ChamelIoT: a tightly- and loosely-coupled hardware-assisted OS framework for low-end IoT devices

Abstract

The evergrowing Internet of Things (IoT) ecosystem continues to impose new requirements and constraints on every device. At the edge, low-end devices are getting pressured by increasing workloads and stricter timing deadlines while simultaneously are desired to minimize their power consumption, form factor, and memory footprint. Field-Programmable Gate Arrays (FPGAs) emerge as a possible solution for the increasing demands of the IoT. Reconfigurable IoT platforms enable the offloading of software tasks to hardware, enhancing their performance and determinism. This paper presents ChamelIoT, an agnostic hardware operating systems (OSes) framework for reconfigurable IoT devices.
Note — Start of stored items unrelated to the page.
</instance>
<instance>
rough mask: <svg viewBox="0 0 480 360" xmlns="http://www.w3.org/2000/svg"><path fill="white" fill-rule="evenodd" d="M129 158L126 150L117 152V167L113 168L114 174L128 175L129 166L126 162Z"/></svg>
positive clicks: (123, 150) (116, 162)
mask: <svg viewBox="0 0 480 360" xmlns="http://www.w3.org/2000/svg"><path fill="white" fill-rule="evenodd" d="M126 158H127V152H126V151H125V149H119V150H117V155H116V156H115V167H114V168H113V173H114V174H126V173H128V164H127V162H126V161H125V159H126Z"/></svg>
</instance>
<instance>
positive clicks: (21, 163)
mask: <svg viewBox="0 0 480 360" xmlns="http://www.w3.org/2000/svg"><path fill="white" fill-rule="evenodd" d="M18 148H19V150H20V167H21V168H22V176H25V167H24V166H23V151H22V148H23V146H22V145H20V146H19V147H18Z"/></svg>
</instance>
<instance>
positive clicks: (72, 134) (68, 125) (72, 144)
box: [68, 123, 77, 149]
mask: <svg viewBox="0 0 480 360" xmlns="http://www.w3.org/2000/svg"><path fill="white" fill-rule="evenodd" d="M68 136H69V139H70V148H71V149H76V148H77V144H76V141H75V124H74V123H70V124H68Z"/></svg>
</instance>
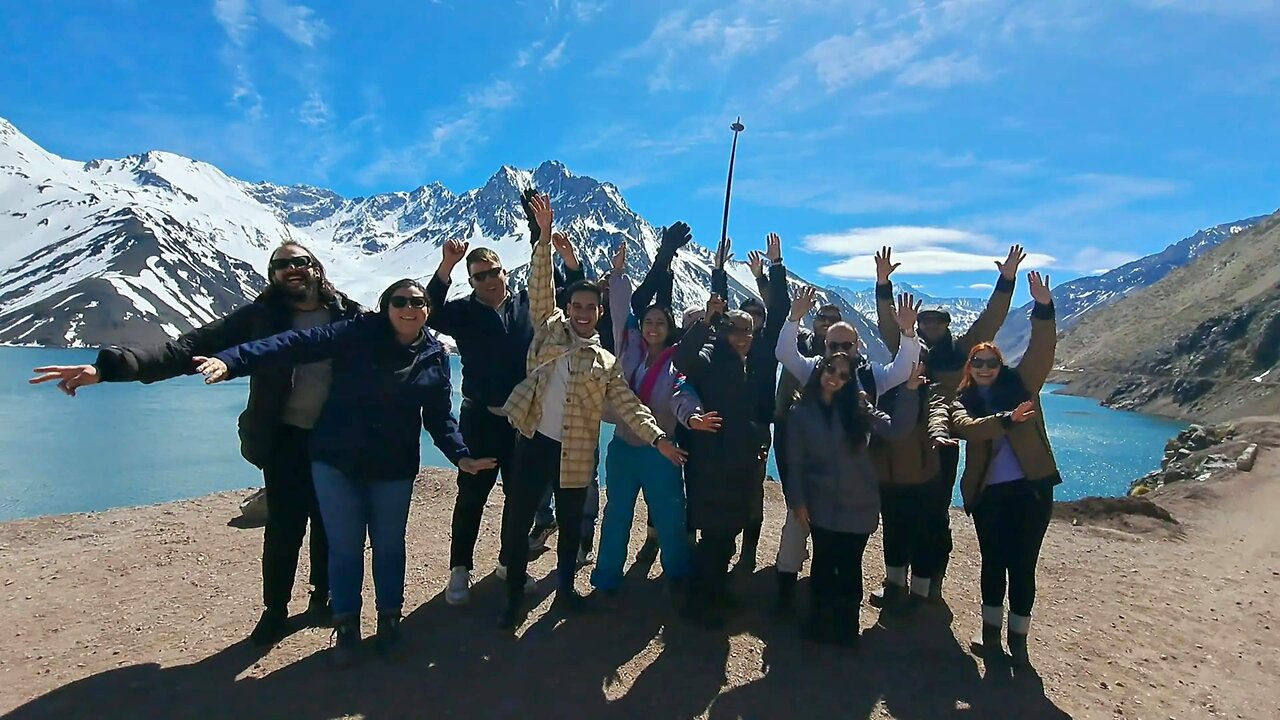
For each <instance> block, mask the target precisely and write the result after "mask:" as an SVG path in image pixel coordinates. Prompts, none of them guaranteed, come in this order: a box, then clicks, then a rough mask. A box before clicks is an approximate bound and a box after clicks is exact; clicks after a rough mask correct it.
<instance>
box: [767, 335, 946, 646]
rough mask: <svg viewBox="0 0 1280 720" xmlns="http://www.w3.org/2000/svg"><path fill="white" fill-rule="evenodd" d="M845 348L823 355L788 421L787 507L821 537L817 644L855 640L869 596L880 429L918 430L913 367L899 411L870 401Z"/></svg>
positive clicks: (819, 564) (817, 578) (878, 501)
mask: <svg viewBox="0 0 1280 720" xmlns="http://www.w3.org/2000/svg"><path fill="white" fill-rule="evenodd" d="M854 370H855V365H854V360H852V357H851V356H850V355H847V354H845V352H836V354H835V355H828V356H827V357H823V359H822V360H820V361H819V363H818V366H817V368H815V369H814V373H813V374H812V375H810V377H809V378H808V382H806V383H805V387H804V392H803V395H801V397H800V402H799V404H797V405H796V406H795V407H794V409H792V410H791V415H790V416H788V418H787V433H788V437H787V452H788V457H787V461H788V464H790V465H791V470H790V473H791V475H790V479H788V482H787V484H786V488H785V493H786V498H787V507H788V509H790V510H791V514H792V515H794V516H795V518H796V520H797V521H799V523H801V524H803V525H805V528H806V529H808V530H809V532H810V533H812V534H813V570H812V574H810V583H812V588H813V596H812V611H810V619H809V624H808V628H806V634H808V635H809V638H810V639H813V641H815V642H822V643H828V642H833V643H837V644H855V643H856V642H858V632H859V623H858V619H859V612H858V607H859V605H860V603H861V596H863V551H865V550H867V541H868V538H870V534H872V533H873V532H876V525H877V524H878V521H879V482H878V479H877V473H876V466H874V464H873V462H872V457H870V454H869V452H868V439H869V437H870V434H872V433H876V434H877V436H881V437H886V438H897V437H901V436H904V434H906V433H909V432H910V430H911V428H913V427H915V421H916V418H918V415H919V404H918V402H916V401H915V398H916V395H915V391H916V389H918V388H919V387H920V386H922V384H923V383H924V378H922V377H920V375H919V366H918V365H916V366H915V368H913V373H911V375H910V378H909V379H908V380H906V384H905V386H904V387H905V388H906V389H908V392H901V393H897V398H896V400H895V404H893V411H892V414H884V413H882V411H879V410H877V409H876V407H873V406H872V405H870V402H869V401H868V400H867V396H865V393H861V392H859V391H858V383H856V380H854Z"/></svg>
The framework provides hardware acceleration for kernel services of different IoT OSes by leveraging the RISC-V open-source instruction set architecture (ISA). The ChamelIoT hardware accelerator can be deployed in a tightly- or loosely-coupled approach and implements the following kernel services: thread management, scheduling, synchronization mechanisms, and inter-process communication (IPC). ChamelIoT allows developers to run unmodified applications of three well-established OSes, RIOT, Zephyr, and FreeRTOS. The experiments conducted on both coupling approaches consisted of microbenchmarks to measure the API latency, the Thread Metric benchmark suite to evaluated the system performance, and tests to the FPGA resource consumption. The results show that the latency can be reduced up to 92.65% and 89.14% for the tightly- and loosely-coupled approaches, respectively, the jitter removed, and the execution performance increased by 199.49% and 184.85% for both approaches.